A Real-Time System For Recognition Of American Sign Language By Using Deep Learning


TAŞKIRAN M., KILLIOĞLU M., KAHRAMAN N.

41st International Conference on Telecommunications and Signal Processing (TSP), Athens, Yunanistan, 4 - 06 Temmuz 2018, ss.258-261 identifier identifier

  • Yayın Türü: Bildiri / Tam Metin Bildiri
  • Doi Numarası: 10.1109/tsp.2018.8441304
  • Basıldığı Şehir: Athens
  • Basıldığı Ülke: Yunanistan
  • Sayfa Sayıları: ss.258-261
  • Anahtar Kelimeler: american sign language, classification, convex hull, convolutional neural network, deep learning, real-time
  • Yıldız Teknik Üniversitesi Adresli: Evet

Özet

Deaf people use sign languages to communicate with other people in the community. Although the sign language is known to hearing-impaired people due to its widespread use among them, it is not known much by other people.
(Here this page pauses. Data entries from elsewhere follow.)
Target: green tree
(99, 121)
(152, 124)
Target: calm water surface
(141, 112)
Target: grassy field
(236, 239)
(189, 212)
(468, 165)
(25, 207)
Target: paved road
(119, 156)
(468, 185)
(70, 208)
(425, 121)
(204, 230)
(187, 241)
In this article, we have developed a real-time sign language recognition system for people who do not know sign language to communicate easily with hearing-impaired people. The sign language used in this paper is American sign language. In this study, the convolutional neural network was trained by using dataset collected in 2011 by Massey University, Institute of Information and Mathematical Sciences, and 100% test accuracy was obtained. After network training is completed, the network model and network weights are recorded for the real-time system. In the real-time system, the skin color is determined for a certain frame for hand use, and the hand gesture is determined using the convex hull algorithm, and the hand gesture is defined in real-time using the registered neural network model and network weights. The accuracy of the real-time system is 98.05%.